Correta, porque sexualidade é tratada como tema transversal e pode ser abordada em diferentes disciplinas, ligada à formação cidadã.
- B)consta na Base Nacional Comum Curricular (BNCC) e, portanto, integra o currículo no formato de disciplina voltada para educação sexual.
Errada, porque a BNCC não criou uma disciplina obrigatória de educação sexual; o tema aparece de forma transversal e contextualizada.
- C)é considerado uma questão pertinente à educação moral e familiar, sendo abordado nas aulas de ensino religioso, com o consentimento dos responsáveis.
Errada, porque sexualidade não é matéria exclusiva de ensino religioso nem depende do consentimento dos responsáveis para existir no currículo escolar.
- D)faz parte do programa de educação sexual lançado pelo Ministério da Mulher, da Família e dos Direitos Humanos e visa promover a igualdade de gênero.
Errada, porque não existe um programa ministerial com esse perfil como fundamento curricular da educação básica, e a formulação mistura política pública com objetivo inadequado.
- E)é obrigatório nas escolas públicas e privadas, por ser um tema que auxilia os estudantes a lidar com as mudanças da sexualidade, típicas do desenvolvimento humano.

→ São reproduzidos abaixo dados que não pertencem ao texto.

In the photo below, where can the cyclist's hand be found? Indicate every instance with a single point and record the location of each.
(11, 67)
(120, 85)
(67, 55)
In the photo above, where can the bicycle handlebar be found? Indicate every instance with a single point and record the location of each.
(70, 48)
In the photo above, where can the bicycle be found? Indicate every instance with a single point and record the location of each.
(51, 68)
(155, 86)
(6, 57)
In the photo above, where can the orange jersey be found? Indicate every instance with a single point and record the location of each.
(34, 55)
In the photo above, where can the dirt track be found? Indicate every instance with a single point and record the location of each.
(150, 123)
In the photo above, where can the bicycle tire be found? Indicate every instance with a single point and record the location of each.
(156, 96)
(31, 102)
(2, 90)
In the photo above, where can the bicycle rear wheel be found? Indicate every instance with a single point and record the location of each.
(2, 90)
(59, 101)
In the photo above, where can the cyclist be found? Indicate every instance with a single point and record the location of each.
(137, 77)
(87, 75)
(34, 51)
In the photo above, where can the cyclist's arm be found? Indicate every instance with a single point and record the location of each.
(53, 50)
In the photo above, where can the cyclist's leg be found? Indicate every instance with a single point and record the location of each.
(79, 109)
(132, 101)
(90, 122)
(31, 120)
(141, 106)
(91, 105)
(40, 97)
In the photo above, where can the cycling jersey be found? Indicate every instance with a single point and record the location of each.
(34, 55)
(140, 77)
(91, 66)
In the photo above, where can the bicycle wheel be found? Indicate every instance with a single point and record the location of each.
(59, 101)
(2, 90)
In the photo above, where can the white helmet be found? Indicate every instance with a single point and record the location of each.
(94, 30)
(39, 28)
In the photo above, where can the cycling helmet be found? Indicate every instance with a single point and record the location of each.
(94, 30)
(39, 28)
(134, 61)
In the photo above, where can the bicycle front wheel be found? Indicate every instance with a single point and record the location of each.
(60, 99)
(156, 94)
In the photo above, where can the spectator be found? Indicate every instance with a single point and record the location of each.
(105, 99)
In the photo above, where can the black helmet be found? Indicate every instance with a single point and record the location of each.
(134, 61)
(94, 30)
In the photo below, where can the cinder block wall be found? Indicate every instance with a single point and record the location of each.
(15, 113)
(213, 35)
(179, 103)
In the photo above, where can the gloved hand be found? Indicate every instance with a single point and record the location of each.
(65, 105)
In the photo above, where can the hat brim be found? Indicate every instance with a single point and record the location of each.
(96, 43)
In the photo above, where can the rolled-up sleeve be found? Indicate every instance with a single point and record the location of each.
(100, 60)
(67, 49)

Errada, porque não é um conteúdo obrigatório como disciplina própria em todas as escolas; o tratamento ocorre de modo transversal e pedagógico.
Gabarito: A
Na educação básica brasileira, o debate sobre sexualidade não aparece como uma disciplina isolada, com horário próprio e professor exclusivo. A lógica adotada historicamente pelos Parâmetros Curriculares Nacionais (PCN) é a dos temas transversais, isto é, assuntos que atravessam várias áreas do conhecimento e podem ser trabalhados por diferentes professores, conforme o conteúdo e a faixa etária. Isso faz sentido porque sexualidade envolve vários aspectos da vida escolar: saúde, corpo, respeito ao outro, prevenção de violências, convivência e cidadania. Em vez de tratar o tema como algo separado do restante do currículo, a ideia é integrá-lo ao projeto pedagógico e às discussões sobre ética, pluralidade cultural e promoção de direitos. A FGV costuma cobrar exatamente essa noção mais institucional: sexualidade na escola como tema transversal, e não como disciplina própria. Essa abordagem também conversa com princípios da LDB e com a formação integral do estudante, embora a expressão mais clássica aqui venha dos PCN e do debate educacional sobre transversalidade. Por isso, a alternativa A está correta: ela descreve a sexualidade como conteúdo trabalhado em várias disciplinas, ligado a valores como cidadania, ética, saúde, trabalho e pluralidade. As demais alternativas tentam transformar o tema em disciplina obrigatória, matéria religiosa ou programa específico do governo, o que não corresponde ao modelo geral da educação básica brasileira.